The Economic Resilience Fund (ERF) will support businesses that are either: 

  1. Forced to remain closed or unable to trade by on-going restrictions between 1st July 2021 and 31st August 2021. 
  1. Event space and attractions severely impacted by ongoing social distancing regulations. 
  1. Other businesses which were unable to open indoors before 17 May 2021, with >60% impact on turnover as a result of ongoing restrictions. 
  1. A supply chain business that generates 60% or more of its sales revenue from businesses falling into categories a), b) and/or c). 

And (applies to all): 

  1. Have experienced a severe impact through reduced turnover of 60% or more in July and August 2021 as compared to July and August 2019 caused directly by on-going COVID-19 restrictions. 

The scheme will be delivered in partnership with local authorities.
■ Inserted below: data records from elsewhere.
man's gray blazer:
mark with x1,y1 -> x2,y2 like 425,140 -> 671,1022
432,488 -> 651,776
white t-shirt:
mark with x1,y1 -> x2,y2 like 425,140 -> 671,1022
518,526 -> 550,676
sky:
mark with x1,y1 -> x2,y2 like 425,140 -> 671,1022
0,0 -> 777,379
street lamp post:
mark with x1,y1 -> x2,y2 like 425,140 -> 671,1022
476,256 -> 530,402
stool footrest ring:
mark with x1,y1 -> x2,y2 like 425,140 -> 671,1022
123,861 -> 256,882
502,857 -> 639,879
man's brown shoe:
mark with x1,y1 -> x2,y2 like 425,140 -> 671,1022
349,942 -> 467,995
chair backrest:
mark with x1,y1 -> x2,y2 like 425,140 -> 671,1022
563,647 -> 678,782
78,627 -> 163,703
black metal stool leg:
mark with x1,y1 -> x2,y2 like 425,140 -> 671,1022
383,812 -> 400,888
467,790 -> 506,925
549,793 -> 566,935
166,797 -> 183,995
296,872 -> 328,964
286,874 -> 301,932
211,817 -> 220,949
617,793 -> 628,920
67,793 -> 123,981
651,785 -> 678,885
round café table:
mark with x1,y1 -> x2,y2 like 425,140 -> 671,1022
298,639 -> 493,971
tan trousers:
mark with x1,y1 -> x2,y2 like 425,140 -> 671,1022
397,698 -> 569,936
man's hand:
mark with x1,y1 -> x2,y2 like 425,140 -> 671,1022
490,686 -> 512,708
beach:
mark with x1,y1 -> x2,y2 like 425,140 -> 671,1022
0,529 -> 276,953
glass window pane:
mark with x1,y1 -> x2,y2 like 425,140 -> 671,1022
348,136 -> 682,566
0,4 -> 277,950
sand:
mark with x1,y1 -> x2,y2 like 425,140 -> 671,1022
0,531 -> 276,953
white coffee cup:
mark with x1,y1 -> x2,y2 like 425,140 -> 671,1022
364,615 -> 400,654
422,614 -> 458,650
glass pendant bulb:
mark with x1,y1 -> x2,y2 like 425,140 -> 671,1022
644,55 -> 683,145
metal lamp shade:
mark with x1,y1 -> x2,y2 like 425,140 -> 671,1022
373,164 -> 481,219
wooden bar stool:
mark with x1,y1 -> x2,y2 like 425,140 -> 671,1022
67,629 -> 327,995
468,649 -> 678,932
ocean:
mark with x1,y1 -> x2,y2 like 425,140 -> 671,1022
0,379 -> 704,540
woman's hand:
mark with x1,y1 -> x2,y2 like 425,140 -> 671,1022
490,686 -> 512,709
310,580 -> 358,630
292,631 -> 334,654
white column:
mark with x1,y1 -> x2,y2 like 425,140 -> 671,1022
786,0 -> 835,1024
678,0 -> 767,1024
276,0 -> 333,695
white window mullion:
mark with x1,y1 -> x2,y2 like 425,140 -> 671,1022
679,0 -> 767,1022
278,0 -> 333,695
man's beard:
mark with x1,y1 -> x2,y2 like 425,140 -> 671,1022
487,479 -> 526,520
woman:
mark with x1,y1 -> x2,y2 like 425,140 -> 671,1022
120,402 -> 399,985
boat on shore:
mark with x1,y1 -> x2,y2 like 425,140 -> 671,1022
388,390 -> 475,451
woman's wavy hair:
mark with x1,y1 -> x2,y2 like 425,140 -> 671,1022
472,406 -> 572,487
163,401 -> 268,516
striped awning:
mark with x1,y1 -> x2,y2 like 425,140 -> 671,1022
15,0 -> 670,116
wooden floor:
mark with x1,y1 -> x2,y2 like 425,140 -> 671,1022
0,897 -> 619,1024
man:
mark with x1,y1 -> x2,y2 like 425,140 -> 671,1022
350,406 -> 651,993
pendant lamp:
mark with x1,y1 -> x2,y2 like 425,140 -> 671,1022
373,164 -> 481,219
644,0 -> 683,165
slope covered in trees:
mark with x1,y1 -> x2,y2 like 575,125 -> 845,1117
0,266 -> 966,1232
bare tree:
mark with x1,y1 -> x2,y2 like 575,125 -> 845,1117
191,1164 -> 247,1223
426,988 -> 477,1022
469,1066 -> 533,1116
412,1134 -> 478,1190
The Welsh Government delivering the grant support for businesses with an annual turnover of above £85k and Local Authorities for businesses with an annual turnover below £85k. 

An eligibility checker detailing how much businesses with be eligible to apply for and details on how to apply was made available on the Business Wales website from 12pm on 5 July. 

Eligible businesses will need to submit a simple online application and declaration to apply even if they have received funding through previous rounds of ERF. The eligibility checker will direct businesses to the right place to make their application. 

The application stage opened on 13 July and will remain open until 12pm Tuesday 27 July. 

This will be the final package of emergency support for those that are able to trade, unless the pandemic causes us to re-introduce closures or very significant trading restrictions.